Estimating the number of patients exposed to a particular drug is an important part of safety signal detection, but Vimal Pannala and Partha Chakraborty, from IT firm Cognizant, argue that
industry needs to adopt better standard definitions and automated processes to make full use of such data
The importance of safety signal detection - the rapid identification of potential unwanted side-effects has grown in recent years due to the increasing number of high profile withdrawals and the late-stage failure of drug candidates, as part of the ongoing scrutiny of drug safety.
In safety detection it is important to consider not just the adverse event (AE) reporting rates, but also the number of patients who might have been exposed to the drug (patient exposure). While AE reporting rates may keep rising month-on-month, it becomes a potential safety signal only when this increase is not explained by a proportional increase in patient exposure.

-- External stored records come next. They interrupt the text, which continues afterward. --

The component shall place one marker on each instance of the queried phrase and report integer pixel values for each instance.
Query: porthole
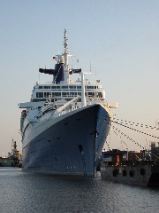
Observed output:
(124, 172)
(131, 173)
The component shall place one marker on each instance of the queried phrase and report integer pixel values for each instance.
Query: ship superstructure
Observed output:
(66, 122)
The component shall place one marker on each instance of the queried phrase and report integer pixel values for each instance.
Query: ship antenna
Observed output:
(65, 48)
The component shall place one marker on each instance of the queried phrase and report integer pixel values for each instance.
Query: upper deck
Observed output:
(54, 92)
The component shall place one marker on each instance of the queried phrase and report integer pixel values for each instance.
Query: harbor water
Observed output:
(22, 192)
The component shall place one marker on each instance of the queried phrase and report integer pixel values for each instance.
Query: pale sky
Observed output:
(120, 38)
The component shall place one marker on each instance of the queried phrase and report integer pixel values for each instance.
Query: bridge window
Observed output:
(73, 93)
(64, 87)
(90, 94)
(46, 87)
(99, 94)
(64, 94)
(39, 95)
(72, 87)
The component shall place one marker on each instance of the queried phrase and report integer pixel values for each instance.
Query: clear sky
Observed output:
(119, 37)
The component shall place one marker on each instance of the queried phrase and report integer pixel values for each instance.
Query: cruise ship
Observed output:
(65, 124)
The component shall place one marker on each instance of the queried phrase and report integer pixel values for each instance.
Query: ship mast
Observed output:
(65, 56)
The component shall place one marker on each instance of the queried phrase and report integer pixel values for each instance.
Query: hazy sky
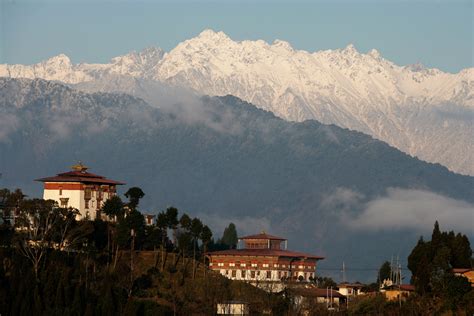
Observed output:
(436, 33)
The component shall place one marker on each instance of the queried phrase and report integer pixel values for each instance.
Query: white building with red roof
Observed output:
(265, 261)
(80, 189)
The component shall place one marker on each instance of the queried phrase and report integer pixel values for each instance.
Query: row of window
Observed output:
(264, 265)
(268, 274)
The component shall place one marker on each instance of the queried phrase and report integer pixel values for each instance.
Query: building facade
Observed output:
(264, 260)
(80, 189)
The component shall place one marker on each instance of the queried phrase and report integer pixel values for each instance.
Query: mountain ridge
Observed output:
(223, 159)
(424, 112)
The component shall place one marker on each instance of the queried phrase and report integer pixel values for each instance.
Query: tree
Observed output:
(134, 195)
(134, 220)
(172, 220)
(431, 262)
(196, 230)
(229, 237)
(36, 222)
(206, 236)
(162, 224)
(113, 207)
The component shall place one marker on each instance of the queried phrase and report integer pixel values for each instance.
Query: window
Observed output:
(87, 194)
(64, 201)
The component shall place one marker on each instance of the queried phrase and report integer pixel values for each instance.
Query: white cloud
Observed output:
(245, 225)
(414, 210)
(8, 124)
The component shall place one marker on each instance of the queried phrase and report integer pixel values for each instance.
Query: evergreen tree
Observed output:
(134, 195)
(114, 207)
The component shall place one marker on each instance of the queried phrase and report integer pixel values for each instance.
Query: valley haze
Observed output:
(226, 160)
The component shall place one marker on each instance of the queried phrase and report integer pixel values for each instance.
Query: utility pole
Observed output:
(343, 272)
(132, 244)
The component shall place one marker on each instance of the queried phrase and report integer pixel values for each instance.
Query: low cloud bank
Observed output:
(400, 209)
(413, 210)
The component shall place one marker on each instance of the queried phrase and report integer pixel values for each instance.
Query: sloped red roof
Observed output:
(317, 292)
(262, 236)
(264, 253)
(79, 176)
(351, 285)
(403, 287)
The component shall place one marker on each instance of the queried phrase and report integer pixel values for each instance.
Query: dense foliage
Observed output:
(55, 265)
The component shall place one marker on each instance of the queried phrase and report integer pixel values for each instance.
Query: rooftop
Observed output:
(265, 253)
(262, 235)
(79, 174)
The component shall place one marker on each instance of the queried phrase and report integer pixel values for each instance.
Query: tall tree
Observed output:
(196, 230)
(114, 207)
(172, 220)
(134, 195)
(162, 224)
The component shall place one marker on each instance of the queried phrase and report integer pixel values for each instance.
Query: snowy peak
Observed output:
(419, 110)
(60, 60)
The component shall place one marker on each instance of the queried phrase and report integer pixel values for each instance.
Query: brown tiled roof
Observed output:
(79, 176)
(264, 252)
(317, 292)
(351, 285)
(262, 236)
(403, 287)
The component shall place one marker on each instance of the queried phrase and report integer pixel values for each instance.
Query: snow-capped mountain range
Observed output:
(424, 112)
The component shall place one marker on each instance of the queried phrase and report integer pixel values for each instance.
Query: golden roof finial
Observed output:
(79, 167)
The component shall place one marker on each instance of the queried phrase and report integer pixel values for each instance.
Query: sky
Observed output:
(435, 33)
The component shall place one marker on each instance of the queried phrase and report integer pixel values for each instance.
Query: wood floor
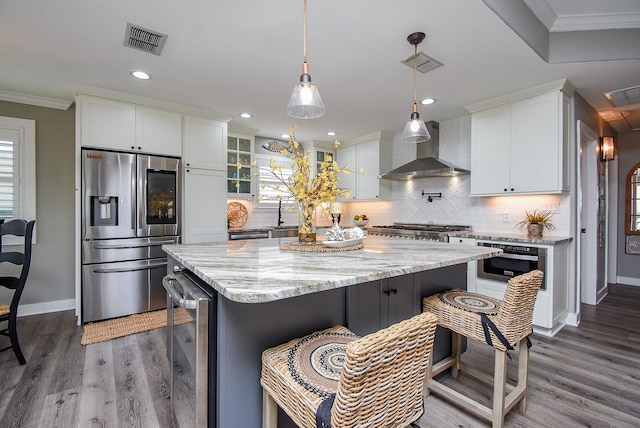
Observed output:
(587, 376)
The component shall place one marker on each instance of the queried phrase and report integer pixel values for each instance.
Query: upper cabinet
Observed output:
(107, 123)
(239, 151)
(111, 124)
(366, 157)
(204, 143)
(158, 131)
(521, 147)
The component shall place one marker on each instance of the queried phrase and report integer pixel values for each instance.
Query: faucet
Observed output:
(280, 222)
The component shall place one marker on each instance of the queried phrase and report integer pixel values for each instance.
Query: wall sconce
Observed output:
(607, 148)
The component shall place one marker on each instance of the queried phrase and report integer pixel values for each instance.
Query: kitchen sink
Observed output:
(284, 232)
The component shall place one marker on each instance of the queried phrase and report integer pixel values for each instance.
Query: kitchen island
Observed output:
(266, 296)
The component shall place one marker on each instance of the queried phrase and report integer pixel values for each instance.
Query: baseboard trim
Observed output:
(573, 319)
(626, 280)
(46, 307)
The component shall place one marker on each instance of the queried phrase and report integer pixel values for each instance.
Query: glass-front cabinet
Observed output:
(239, 149)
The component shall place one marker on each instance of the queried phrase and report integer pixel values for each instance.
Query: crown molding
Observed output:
(16, 97)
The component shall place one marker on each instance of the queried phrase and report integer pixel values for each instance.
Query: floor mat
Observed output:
(119, 327)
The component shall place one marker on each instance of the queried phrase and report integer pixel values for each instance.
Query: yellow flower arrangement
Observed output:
(308, 190)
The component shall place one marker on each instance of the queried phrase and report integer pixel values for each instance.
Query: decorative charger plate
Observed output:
(236, 214)
(345, 243)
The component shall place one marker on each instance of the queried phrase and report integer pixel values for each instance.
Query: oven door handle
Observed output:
(140, 245)
(130, 269)
(518, 257)
(178, 298)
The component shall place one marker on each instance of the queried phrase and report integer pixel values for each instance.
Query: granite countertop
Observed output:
(256, 271)
(515, 237)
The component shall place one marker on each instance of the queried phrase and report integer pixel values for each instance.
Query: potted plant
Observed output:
(536, 222)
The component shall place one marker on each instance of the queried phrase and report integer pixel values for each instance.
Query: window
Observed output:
(270, 189)
(17, 168)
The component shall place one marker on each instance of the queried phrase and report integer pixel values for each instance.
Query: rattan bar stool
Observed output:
(333, 378)
(501, 324)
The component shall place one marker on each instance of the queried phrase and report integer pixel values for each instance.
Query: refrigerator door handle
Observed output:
(140, 245)
(134, 202)
(130, 269)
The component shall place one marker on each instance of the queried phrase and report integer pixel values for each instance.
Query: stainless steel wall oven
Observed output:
(516, 260)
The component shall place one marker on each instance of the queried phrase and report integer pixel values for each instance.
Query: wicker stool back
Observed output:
(512, 318)
(380, 384)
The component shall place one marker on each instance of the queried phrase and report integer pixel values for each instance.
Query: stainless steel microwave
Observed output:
(514, 261)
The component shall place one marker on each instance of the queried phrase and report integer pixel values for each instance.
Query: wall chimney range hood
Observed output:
(427, 163)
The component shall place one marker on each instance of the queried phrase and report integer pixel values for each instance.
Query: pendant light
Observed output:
(305, 102)
(415, 131)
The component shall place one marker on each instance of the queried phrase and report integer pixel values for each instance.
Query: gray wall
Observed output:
(628, 155)
(51, 277)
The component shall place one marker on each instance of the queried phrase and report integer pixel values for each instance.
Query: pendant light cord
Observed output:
(304, 31)
(415, 62)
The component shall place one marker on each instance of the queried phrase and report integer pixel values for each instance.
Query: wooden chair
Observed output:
(332, 378)
(501, 324)
(16, 283)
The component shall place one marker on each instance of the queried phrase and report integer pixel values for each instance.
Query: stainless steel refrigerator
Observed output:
(130, 208)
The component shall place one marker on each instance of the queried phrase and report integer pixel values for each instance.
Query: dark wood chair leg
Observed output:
(13, 335)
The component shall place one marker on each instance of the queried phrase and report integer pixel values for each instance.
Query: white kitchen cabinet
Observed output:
(158, 131)
(117, 125)
(348, 157)
(107, 124)
(239, 149)
(521, 147)
(366, 157)
(204, 143)
(205, 208)
(472, 267)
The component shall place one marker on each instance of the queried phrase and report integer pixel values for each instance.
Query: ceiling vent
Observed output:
(624, 97)
(145, 40)
(424, 62)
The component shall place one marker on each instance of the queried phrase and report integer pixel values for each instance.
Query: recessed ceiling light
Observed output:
(140, 75)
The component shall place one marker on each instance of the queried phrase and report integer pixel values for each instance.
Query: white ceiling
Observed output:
(246, 55)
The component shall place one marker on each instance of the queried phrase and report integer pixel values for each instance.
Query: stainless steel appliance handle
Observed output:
(517, 257)
(121, 246)
(134, 202)
(167, 283)
(131, 269)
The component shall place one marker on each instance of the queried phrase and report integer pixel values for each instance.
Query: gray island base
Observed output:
(267, 296)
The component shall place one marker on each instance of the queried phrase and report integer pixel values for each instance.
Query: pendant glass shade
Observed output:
(305, 102)
(415, 131)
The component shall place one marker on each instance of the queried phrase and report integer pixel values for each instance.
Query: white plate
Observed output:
(345, 243)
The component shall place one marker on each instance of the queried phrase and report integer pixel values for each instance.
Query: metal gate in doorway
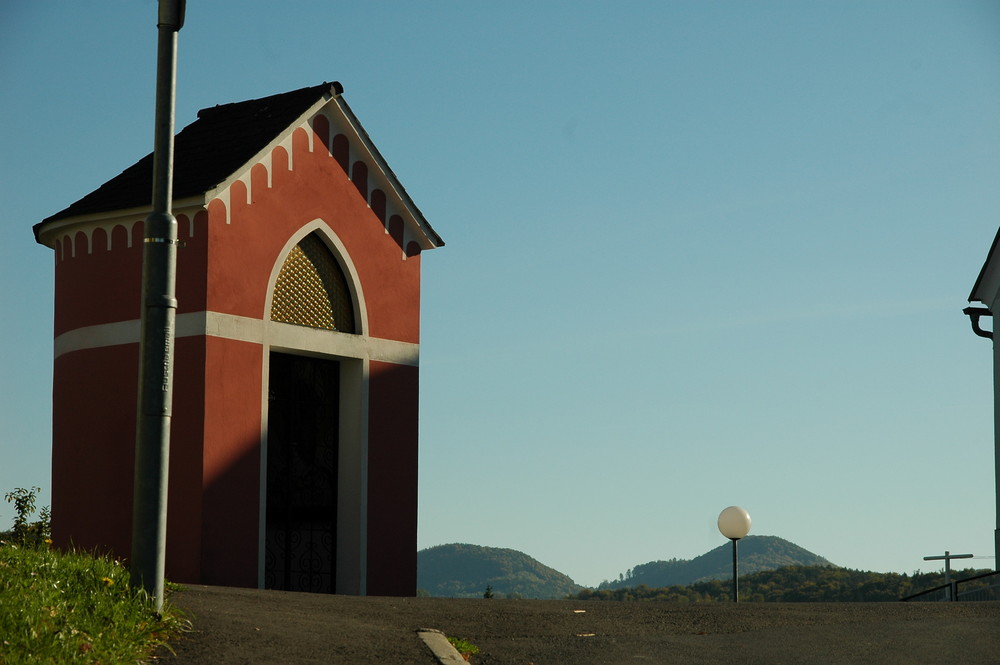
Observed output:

Patient exposure data is also required for reporting in Periodic Safety Update Reports (PSURs) (Section 2.5 of the PSUR) and other aggregate, cumulative reports capturing the safety profile of a drug, submitted in International Council of Harmonisation (ICH) regions.
Despite these requirements, there is a lack of industry standard definitions, which can have implications for the pharmaceutical industry.

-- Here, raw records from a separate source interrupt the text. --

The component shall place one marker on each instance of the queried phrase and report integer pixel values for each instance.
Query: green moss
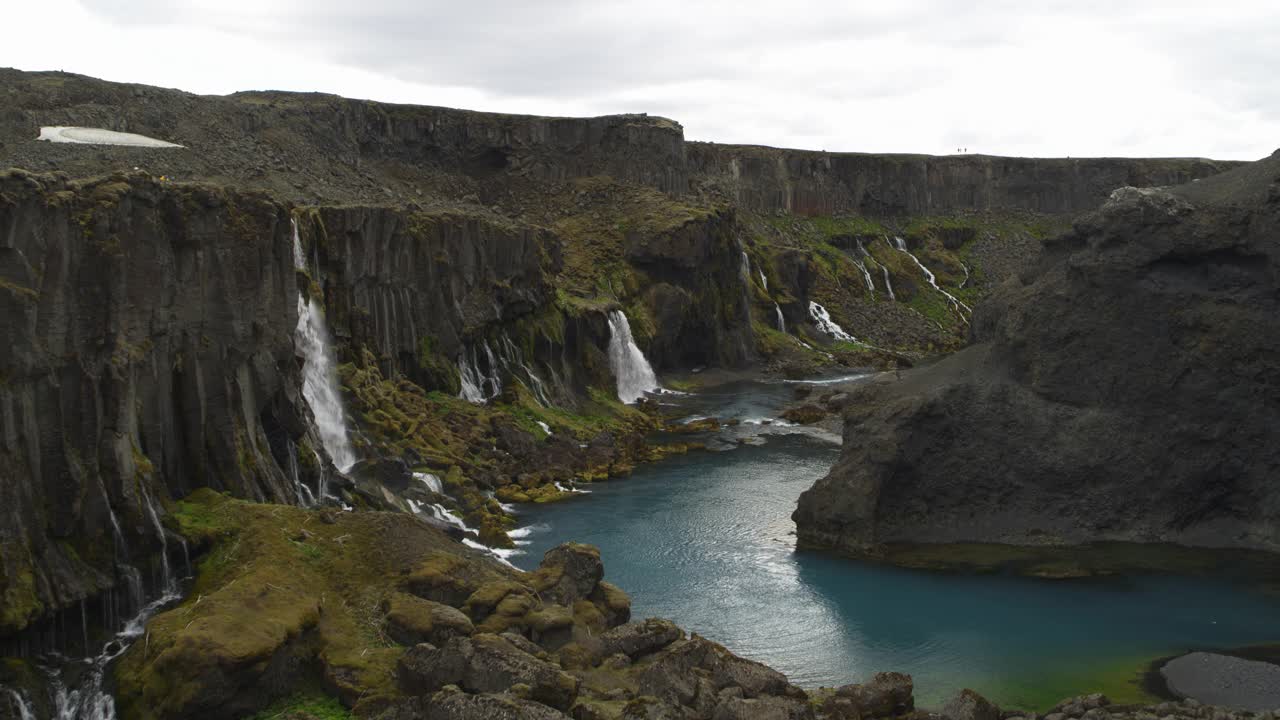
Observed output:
(305, 706)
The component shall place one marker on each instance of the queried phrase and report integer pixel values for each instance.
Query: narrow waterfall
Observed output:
(169, 580)
(867, 276)
(481, 370)
(320, 374)
(21, 705)
(634, 373)
(826, 324)
(432, 482)
(888, 283)
(955, 304)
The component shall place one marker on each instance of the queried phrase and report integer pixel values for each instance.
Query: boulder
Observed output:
(763, 709)
(568, 572)
(412, 620)
(461, 706)
(886, 695)
(636, 639)
(484, 664)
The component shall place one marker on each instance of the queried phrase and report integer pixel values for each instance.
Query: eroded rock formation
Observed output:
(1125, 390)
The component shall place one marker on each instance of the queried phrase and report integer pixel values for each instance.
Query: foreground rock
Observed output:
(426, 628)
(1120, 392)
(1221, 679)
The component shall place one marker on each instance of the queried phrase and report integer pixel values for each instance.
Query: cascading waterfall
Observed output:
(306, 497)
(432, 482)
(87, 700)
(928, 276)
(169, 582)
(867, 276)
(483, 381)
(862, 265)
(319, 374)
(21, 705)
(630, 367)
(888, 285)
(826, 324)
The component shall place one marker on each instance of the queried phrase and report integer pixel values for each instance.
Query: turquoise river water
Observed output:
(707, 541)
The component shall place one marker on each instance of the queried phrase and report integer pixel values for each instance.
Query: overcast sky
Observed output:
(1006, 77)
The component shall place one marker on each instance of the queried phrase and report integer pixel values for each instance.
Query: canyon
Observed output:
(496, 291)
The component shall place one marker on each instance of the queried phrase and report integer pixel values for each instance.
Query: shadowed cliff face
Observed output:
(147, 351)
(826, 183)
(1124, 391)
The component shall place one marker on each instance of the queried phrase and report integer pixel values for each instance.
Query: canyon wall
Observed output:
(824, 183)
(1125, 390)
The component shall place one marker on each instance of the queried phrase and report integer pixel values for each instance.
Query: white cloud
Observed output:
(917, 76)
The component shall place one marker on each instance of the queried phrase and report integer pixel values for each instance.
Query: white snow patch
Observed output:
(99, 136)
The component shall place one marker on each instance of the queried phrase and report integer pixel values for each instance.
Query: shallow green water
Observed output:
(707, 541)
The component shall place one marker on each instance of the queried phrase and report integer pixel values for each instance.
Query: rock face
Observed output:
(824, 183)
(147, 351)
(1124, 391)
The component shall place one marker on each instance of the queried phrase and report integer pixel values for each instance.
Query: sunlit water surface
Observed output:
(707, 541)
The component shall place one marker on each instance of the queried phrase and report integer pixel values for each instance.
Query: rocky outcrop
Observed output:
(826, 183)
(147, 352)
(311, 147)
(1124, 391)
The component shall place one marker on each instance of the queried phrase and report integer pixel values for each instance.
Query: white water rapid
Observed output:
(960, 308)
(634, 373)
(826, 324)
(320, 374)
(888, 283)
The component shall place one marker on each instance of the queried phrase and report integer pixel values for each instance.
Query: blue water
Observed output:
(707, 541)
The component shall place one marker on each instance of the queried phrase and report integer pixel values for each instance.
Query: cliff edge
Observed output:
(1123, 390)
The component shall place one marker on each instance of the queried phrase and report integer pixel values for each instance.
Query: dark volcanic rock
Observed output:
(1221, 679)
(1125, 391)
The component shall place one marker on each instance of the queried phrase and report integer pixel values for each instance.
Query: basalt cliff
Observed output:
(1123, 388)
(467, 277)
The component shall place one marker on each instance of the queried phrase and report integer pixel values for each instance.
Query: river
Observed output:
(707, 541)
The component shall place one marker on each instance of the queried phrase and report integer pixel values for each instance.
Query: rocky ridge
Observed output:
(1124, 390)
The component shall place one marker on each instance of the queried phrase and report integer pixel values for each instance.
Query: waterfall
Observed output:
(170, 583)
(306, 497)
(483, 382)
(955, 304)
(634, 373)
(320, 374)
(826, 324)
(430, 481)
(867, 276)
(21, 705)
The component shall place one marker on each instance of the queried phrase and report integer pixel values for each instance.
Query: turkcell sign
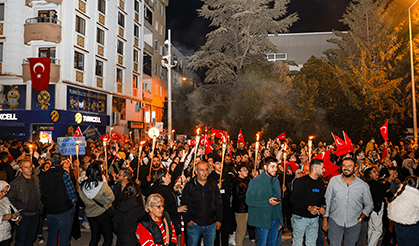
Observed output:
(94, 119)
(8, 117)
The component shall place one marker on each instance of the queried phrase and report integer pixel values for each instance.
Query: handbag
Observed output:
(110, 210)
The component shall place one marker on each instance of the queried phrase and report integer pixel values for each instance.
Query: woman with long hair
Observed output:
(98, 198)
(404, 211)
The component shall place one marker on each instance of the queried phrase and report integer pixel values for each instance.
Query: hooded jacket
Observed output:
(405, 208)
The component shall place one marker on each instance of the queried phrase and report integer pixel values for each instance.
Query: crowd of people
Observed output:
(129, 194)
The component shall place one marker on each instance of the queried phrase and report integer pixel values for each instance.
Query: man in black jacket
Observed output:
(308, 203)
(205, 212)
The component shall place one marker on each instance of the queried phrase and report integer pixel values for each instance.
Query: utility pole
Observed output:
(169, 66)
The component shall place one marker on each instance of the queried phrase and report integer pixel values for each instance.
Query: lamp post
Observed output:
(412, 74)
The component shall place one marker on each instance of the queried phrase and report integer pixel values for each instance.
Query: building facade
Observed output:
(97, 77)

While patient exposure estimation has been a regulatory requirement for some time, it is not regarded with the same level of seriousness as AE reporting rates. The following pointssummarise the current state of patient exposure estimation within most pharmaceutical companies:
- There is a lack of industry standard definitions and terminologies that would allow a more structured approach for patient exposure estimation;
- Estimation of patient exposure is a completely manual process in most pharmaceutical companies; and
- It is estimated only for the purpose of its inclusion in PSURs and its use in signal detection is minimal. This may lead to false positives that could be avoided if patient exposure is accurately estimated and used in signal management.

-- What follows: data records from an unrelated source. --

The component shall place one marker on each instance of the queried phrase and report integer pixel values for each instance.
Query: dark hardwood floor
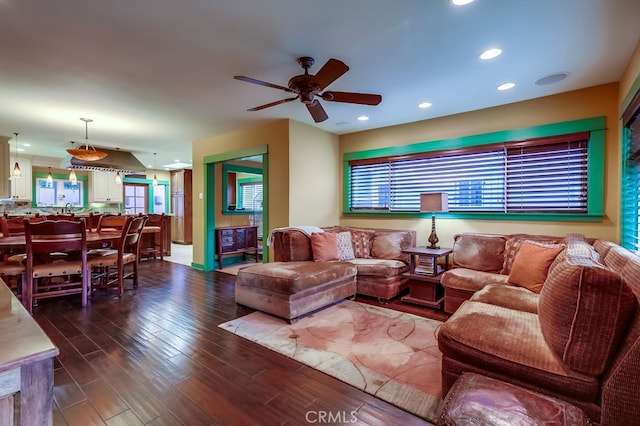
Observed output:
(156, 356)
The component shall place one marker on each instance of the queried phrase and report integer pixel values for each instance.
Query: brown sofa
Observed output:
(577, 340)
(379, 259)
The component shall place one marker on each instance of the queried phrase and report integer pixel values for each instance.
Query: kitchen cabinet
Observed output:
(104, 188)
(181, 205)
(22, 187)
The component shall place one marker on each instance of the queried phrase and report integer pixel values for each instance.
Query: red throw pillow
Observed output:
(324, 246)
(532, 263)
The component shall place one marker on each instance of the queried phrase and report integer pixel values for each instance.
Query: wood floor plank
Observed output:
(156, 356)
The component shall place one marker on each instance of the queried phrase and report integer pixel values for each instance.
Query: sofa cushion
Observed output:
(531, 265)
(481, 252)
(389, 245)
(380, 267)
(470, 280)
(324, 246)
(507, 296)
(510, 343)
(584, 310)
(515, 241)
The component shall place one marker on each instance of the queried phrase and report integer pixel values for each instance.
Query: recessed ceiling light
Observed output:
(506, 86)
(552, 78)
(491, 53)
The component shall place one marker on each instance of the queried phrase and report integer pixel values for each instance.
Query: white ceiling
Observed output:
(156, 75)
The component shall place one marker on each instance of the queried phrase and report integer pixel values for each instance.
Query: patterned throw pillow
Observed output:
(345, 247)
(362, 242)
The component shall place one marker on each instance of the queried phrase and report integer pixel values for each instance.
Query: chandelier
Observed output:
(88, 153)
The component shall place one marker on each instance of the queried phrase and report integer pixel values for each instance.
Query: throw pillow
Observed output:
(324, 246)
(531, 264)
(362, 242)
(345, 247)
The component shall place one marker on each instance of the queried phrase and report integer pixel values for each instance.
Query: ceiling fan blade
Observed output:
(316, 111)
(352, 98)
(329, 73)
(263, 83)
(272, 104)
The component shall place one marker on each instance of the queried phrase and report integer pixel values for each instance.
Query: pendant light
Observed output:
(155, 177)
(88, 153)
(49, 178)
(16, 167)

Data for patient exposure estimation for post-marketing comes from three sources:
1. Third-party prescription databases (such as IMS);
2. Primary sales data (from the company's financial database that would record £ value of sales); and
3. Bulk drug sales to a contract manufacturer.
Capturing data from these sources poses its own challenges. While prescription data is often the most accurate and has the smallest time lag between the time of data collection (at prescription) and end user consumption, such data may not always be available or is often incomplete (e.g. not all major retailers are covered). Furthermore, it can be very expensive.
When primary sales data is used, the available information may not account for free samples, product returns or unsold inventories lying within the retailer. There is also a significant time lag between the time of data collection (at primary sales level) to the final sale to the end consumer, and end user consumption.
Bulk drug sales data is often the most inaccurate measure of patient exposure, as there is wastage of active substance during drug manufacturing that is not accounted for when calculating the number of drug units manufactured. This data has the greatest time lag between the time of data collection (during bulk drug sales) and end user consumption.
There are ways of dealing with the challenges in patient exposure estimation. For example, the time lag between the time of data collection (during prescription, primary sales or bulk drug sales) and final user consumption introduces an error in patient exposure estimation as data from these sources could be several months old. To overcome this, most companies extrapolate available information based on known sales/prescription trends. However, this extrapolation may not be totally accurate and some statistical error does creep into patient exposure estimation.
Patient exposure is often very difficult to estimate accurately in terms of number of patients exposed and hence is normally estimated in person-time. This is because patient exposure in person-months or person-years is easier to identify from available, industry standard data sources if annual or monthly per capita intake of a drug is known.
However, in some cases (especially for single-dose drugs), patient exposure may be expressed in terms of persons exposed, whereas in the case of non-chronic drug treatments (e.g. anti-biotics) it is expressed as treatment courses. But in the case of over-the-counter drugs, where it is difficult to predict the usage pattern, it is sometimes expressed in net sales.
Pharmaceutical companies sell their drugs around the world in different ways and through a variety of channels. For example:
- under multiple trade names
- through multiple partners
- in multiple formulations
- in multiple strengths
- in multiple stock keeping units
All of these add to the complexity in accurately estimating patient exposure.
There is significant scope to automate this process by integrating required data from multiple sources such as sales, financial, manufacturing and prescription databases, into a patient exposure data warehouse.
This would allow for standardisation of patient exposure estimation for each drug as a pre-built report within the data warehouse.
Another option would be to integrate patient exposure data into a global safety data warehouse, and automate signal detection further by using patient exposure estimates generated from pre-built reports (as outlined above) with AE reporting rate trends to determine if a signal has been generated.